Make Urban Mobility Smooth Again

Yue Jin
Civic Analytics 2019
2 min readSep 9, 2019
The Train on the Suspension Railway, photo by DEA/E. GANZERLA/De Agostini via Getty Images

Since lots of roads and lands are occupied by cars in U.S. cities, an environmental friendly, more accessible and a more collaborative urban mobility system is expected to be established in the future.

For public transit, Germany has made an innovation in preserving more ground space. In Wuppertal, an industrial city of about 350,000 residents, a suspended monorail system called Schwebebahn runs much more frequent than other German lines and even transit lines in the U.S., which transports over 65,000 passengers in average per weekday. The railway system not only becomes an efficient means of city mobility for generations, but also conveys a social and psychological influence on urban dwellers (Schneider, 2019). Besides, Yanko Design proposed the concept of similar hanging monorails with solar and wind energy as power, which can reduce dependency on electricity.
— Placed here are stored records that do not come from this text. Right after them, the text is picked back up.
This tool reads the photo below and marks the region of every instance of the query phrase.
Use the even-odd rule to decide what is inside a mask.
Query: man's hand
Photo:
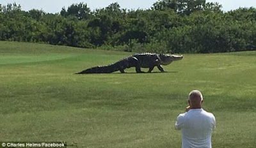
[[[190,110],[190,106],[186,108],[186,112],[188,112]]]

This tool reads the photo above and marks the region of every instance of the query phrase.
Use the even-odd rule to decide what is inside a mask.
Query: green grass
[[[212,147],[255,147],[256,52],[186,54],[168,73],[74,75],[130,54],[0,41],[0,140],[180,147],[174,122],[198,89],[216,118]]]

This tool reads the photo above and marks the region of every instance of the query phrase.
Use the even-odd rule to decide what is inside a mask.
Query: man
[[[203,96],[198,91],[190,92],[188,103],[186,112],[180,114],[175,122],[175,129],[181,130],[182,147],[211,148],[211,135],[216,126],[214,115],[202,108]]]

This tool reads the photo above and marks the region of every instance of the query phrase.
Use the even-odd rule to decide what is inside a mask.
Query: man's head
[[[188,102],[191,108],[201,108],[203,100],[203,95],[199,91],[193,90],[188,95]]]

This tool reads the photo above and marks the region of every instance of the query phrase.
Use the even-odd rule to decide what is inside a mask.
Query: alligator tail
[[[116,71],[119,69],[115,66],[115,63],[106,66],[95,66],[83,70],[76,74],[86,74],[86,73],[109,73]]]

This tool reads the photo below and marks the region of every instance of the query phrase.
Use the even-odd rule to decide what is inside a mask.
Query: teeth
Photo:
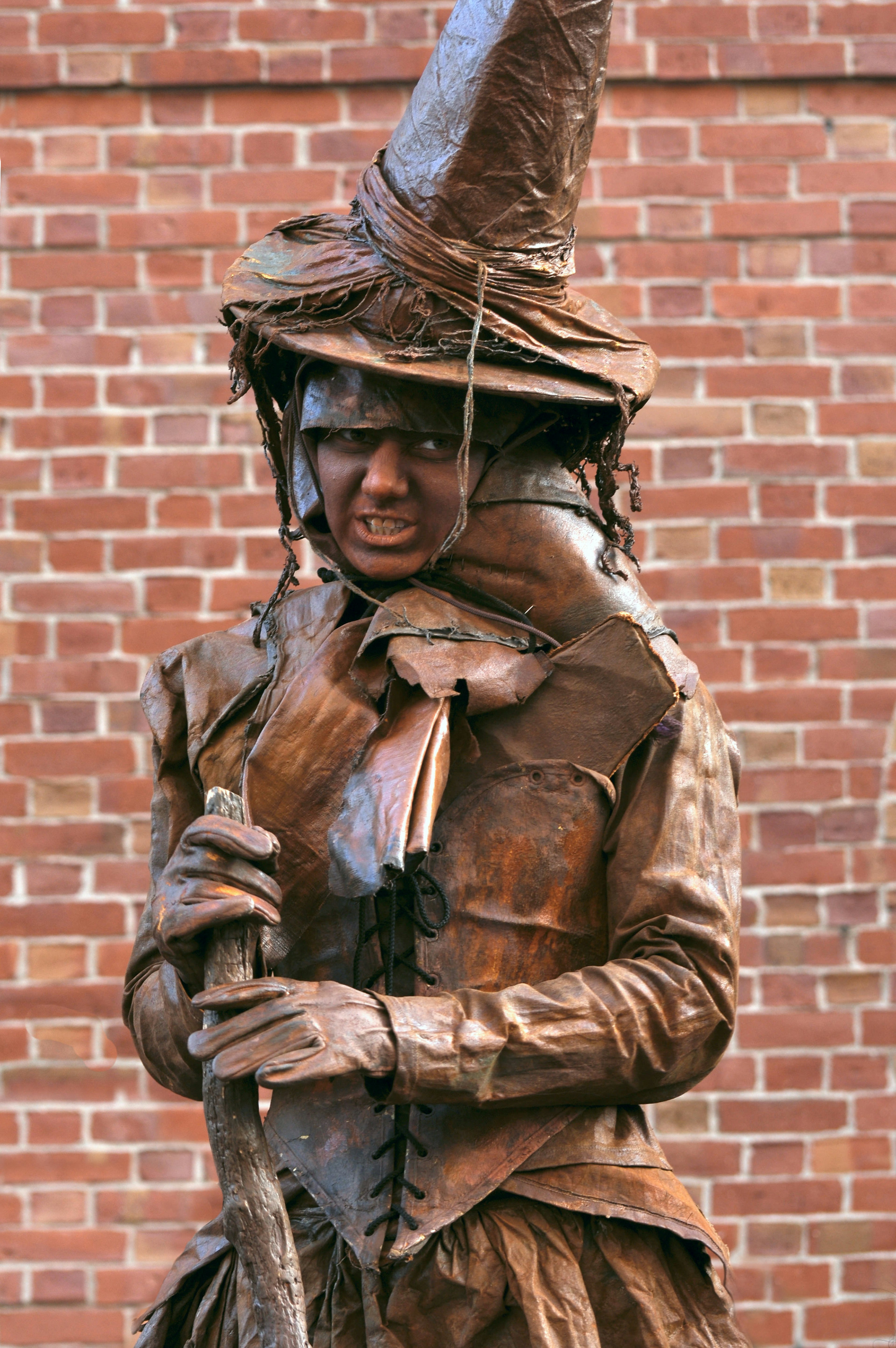
[[[364,519],[364,526],[371,534],[401,534],[402,528],[408,528],[408,520],[382,519],[379,515],[370,515]]]

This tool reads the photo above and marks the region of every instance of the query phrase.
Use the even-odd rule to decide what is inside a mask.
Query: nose
[[[374,500],[386,501],[408,495],[408,474],[402,446],[386,431],[367,461],[362,492]]]

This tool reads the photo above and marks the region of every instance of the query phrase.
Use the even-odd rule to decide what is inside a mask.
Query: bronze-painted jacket
[[[532,506],[545,514],[544,496]],[[518,496],[513,510],[518,523]],[[549,655],[420,590],[372,619],[354,603],[340,584],[293,592],[266,647],[247,623],[155,663],[154,878],[204,790],[242,789],[282,847],[269,967],[351,984],[362,896],[428,853],[451,918],[414,933],[413,995],[374,984],[398,1045],[385,1103],[410,1105],[426,1151],[409,1147],[416,1229],[401,1221],[389,1258],[497,1188],[725,1254],[641,1109],[706,1076],[734,1023],[735,751],[712,698],[668,636],[646,635],[663,627],[627,566],[598,573],[590,625]],[[374,933],[362,985],[379,962]],[[125,1019],[152,1076],[200,1099],[200,1016],[148,905]],[[391,1112],[347,1077],[275,1089],[267,1120],[279,1163],[366,1264],[383,1244],[383,1224],[366,1231],[389,1201],[371,1190]]]

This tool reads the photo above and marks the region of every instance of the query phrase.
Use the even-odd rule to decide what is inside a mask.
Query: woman
[[[560,279],[609,11],[551,8],[553,189],[529,143],[484,190],[460,116],[494,85],[488,127],[522,124],[544,5],[461,0],[352,217],[287,222],[236,266],[237,386],[282,538],[325,584],[290,590],[287,559],[258,620],[166,652],[144,690],[152,888],[125,1016],[181,1095],[204,1061],[274,1089],[314,1348],[745,1343],[725,1250],[641,1108],[731,1034],[735,755],[613,501],[654,363]],[[426,117],[453,150],[414,178]],[[252,822],[204,816],[215,786]],[[201,993],[209,931],[236,919],[259,977]],[[202,1030],[193,998],[236,1014]],[[255,1337],[212,1223],[142,1345]]]

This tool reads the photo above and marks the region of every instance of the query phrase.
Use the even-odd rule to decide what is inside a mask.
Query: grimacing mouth
[[[372,511],[356,515],[355,523],[364,542],[379,547],[409,541],[416,528],[416,520],[403,519],[401,515],[379,515]]]

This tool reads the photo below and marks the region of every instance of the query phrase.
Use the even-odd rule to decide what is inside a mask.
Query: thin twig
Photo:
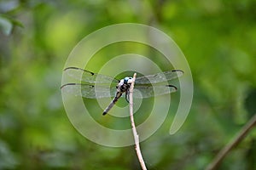
[[[135,141],[135,150],[137,156],[137,158],[140,162],[141,167],[143,170],[147,170],[145,162],[143,161],[143,157],[141,152],[140,149],[140,141],[139,141],[139,136],[137,134],[137,132],[136,130],[135,123],[134,123],[134,119],[133,119],[133,100],[132,100],[132,94],[133,94],[133,87],[134,87],[134,82],[136,79],[136,73],[133,75],[133,79],[132,82],[130,87],[130,99],[129,99],[129,103],[130,103],[130,118],[131,118],[131,128],[132,128],[132,133],[134,137],[134,141]]]
[[[224,158],[224,156],[233,149],[235,148],[249,133],[250,130],[253,129],[253,126],[256,125],[256,114],[250,119],[250,121],[241,129],[241,131],[236,135],[234,139],[232,139],[224,148],[223,148],[218,154],[216,156],[214,160],[208,165],[207,170],[213,170],[216,169],[219,165],[221,161]]]

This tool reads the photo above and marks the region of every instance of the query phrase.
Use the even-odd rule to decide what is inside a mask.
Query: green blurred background
[[[140,169],[134,146],[108,148],[80,135],[60,90],[73,48],[123,22],[172,37],[194,78],[182,128],[171,136],[166,121],[141,143],[147,167],[204,169],[256,111],[255,8],[254,0],[1,0],[0,169]],[[256,169],[255,137],[253,130],[218,169]]]

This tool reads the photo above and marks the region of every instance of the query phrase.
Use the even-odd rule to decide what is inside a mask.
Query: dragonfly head
[[[125,77],[124,78],[124,84],[131,84],[132,82],[132,78],[131,77]]]

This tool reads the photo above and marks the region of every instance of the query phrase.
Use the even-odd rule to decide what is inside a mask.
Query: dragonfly
[[[106,75],[97,74],[78,67],[67,67],[63,71],[71,77],[79,81],[63,84],[61,88],[75,96],[87,99],[113,97],[109,105],[103,110],[106,115],[118,99],[125,94],[129,103],[130,86],[132,77],[126,76],[119,80]],[[153,75],[138,76],[134,83],[134,98],[150,98],[176,92],[177,88],[166,84],[168,81],[177,78],[183,74],[182,70],[172,70]]]

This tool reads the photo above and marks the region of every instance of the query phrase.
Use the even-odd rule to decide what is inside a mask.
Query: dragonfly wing
[[[136,78],[135,84],[154,84],[159,83],[169,80],[175,79],[181,76],[183,71],[181,70],[168,71],[166,72],[160,72],[154,75],[148,75],[145,76],[140,76]]]
[[[113,97],[116,93],[115,87],[82,83],[67,83],[61,86],[61,90],[75,96],[89,99]]]
[[[173,85],[137,85],[134,89],[133,96],[135,98],[150,98],[177,91],[177,88]]]
[[[105,75],[96,74],[78,67],[67,67],[64,70],[71,77],[90,84],[117,84],[119,80]]]

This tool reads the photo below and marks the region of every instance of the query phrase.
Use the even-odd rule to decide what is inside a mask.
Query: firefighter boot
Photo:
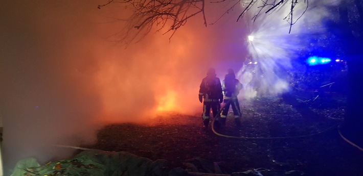
[[[241,119],[240,118],[238,117],[238,118],[235,118],[235,122],[236,123],[236,125],[237,127],[240,127],[241,126]]]
[[[224,125],[225,125],[225,119],[226,119],[225,117],[224,117],[224,118],[221,117],[221,118],[220,118],[220,119],[219,120],[220,121],[220,124],[221,124],[221,125],[223,125],[223,126],[224,126]]]
[[[203,119],[203,124],[204,124],[204,125],[206,126],[206,127],[208,127],[208,124],[209,124],[209,119]]]
[[[219,119],[214,120],[214,128],[216,129],[219,129],[220,128],[220,122]]]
What can we imagine about our urban mobility in the future? Automatic and zero-emission vehicles? Car-less and ride-sharing city? In large-scale countries such as U.S., urban planners and scientists may need to think about how to build efficient and economic public transportation, and persuade people to try heterogeneous ways of mobility. We want to create more space for residents to communicate, and save more time and costs during our commuting.